Having loved every Stephen King novel I’d ever read up until this point, it was with high expectations that I opened Salem’s Lot.
For a number of reasons, reading this book took me longer than it should have done. But when it was over, I nonetheless found myself feeling somewhat disappointed.
The plot was straight forward enough: small town plus creepy old house plus vampires equals scary story.
And as one would expect from a writer of King’s calibre, once the story reached its all-out man versus monster stage, I couldn’t turn the pages quickly enough. But my main issue with Salem’s Lot is that it took me far too long to get to that point.
The novel was near-500 pages long so it would’ve been foolish not to suspect a certain amount of build-up, but I found the setup dragged in a way I hadn’t felt with other King novels. Perhaps it was the number of characters involved, most of whom I felt little affinity towards, maybe this was down more to my disrupted reading of the novel more than the characters themselves, but by the time things got sordid I found myself caring probably less than I should have done whether most of these characters lived or died.

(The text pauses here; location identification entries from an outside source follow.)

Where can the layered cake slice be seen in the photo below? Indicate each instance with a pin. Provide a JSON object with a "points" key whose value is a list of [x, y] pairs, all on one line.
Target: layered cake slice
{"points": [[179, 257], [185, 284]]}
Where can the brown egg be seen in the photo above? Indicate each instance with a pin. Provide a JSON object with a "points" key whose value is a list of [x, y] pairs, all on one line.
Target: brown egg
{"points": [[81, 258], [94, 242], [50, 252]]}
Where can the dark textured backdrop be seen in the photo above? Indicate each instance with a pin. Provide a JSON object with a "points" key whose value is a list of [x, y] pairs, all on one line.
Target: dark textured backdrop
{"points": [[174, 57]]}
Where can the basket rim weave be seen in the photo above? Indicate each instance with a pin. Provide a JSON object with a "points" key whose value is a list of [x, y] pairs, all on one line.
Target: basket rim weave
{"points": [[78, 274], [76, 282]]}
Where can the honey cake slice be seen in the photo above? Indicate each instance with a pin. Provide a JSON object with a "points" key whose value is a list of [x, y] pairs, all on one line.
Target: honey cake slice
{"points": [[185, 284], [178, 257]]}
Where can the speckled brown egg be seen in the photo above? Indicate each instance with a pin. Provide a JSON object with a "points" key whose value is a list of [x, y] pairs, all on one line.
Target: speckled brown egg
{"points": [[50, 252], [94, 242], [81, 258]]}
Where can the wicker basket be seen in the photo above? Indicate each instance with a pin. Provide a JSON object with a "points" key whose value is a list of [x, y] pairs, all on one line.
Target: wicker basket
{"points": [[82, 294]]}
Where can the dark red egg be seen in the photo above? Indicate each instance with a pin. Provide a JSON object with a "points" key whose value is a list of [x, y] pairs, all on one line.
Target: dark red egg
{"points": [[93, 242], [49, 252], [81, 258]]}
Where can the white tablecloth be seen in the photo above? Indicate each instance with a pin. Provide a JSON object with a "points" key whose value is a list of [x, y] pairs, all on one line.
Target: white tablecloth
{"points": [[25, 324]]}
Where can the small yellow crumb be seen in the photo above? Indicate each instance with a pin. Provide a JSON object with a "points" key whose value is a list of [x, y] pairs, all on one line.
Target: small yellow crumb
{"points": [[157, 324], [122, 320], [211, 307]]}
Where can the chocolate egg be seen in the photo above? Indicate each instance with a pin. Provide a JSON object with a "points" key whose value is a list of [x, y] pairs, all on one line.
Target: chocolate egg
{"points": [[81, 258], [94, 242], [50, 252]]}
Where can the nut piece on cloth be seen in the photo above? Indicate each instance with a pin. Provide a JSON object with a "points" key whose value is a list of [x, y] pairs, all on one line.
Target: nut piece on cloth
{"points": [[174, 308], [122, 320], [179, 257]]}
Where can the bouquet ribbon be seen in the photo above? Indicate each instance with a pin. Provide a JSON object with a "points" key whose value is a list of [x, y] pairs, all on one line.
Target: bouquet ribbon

The honourable exception to this was protagonist Ben Mears, the wandering writer who charms local girl Susan Norton and her parents with his quick wits, who had a kind of nonchalance to him that won me over fairly early on.
Once Ben and his less interesting fellow characters started getting into trouble the novel became the usual King-powered white-knuckle ride until the last page, however my overriding thought as I closed Salem’s lot was that it took a little too long to get a seat on the roller coaster.
Rating: 3/5 – Slow start, but once in full flow exactly what you’d expect from Stephen King.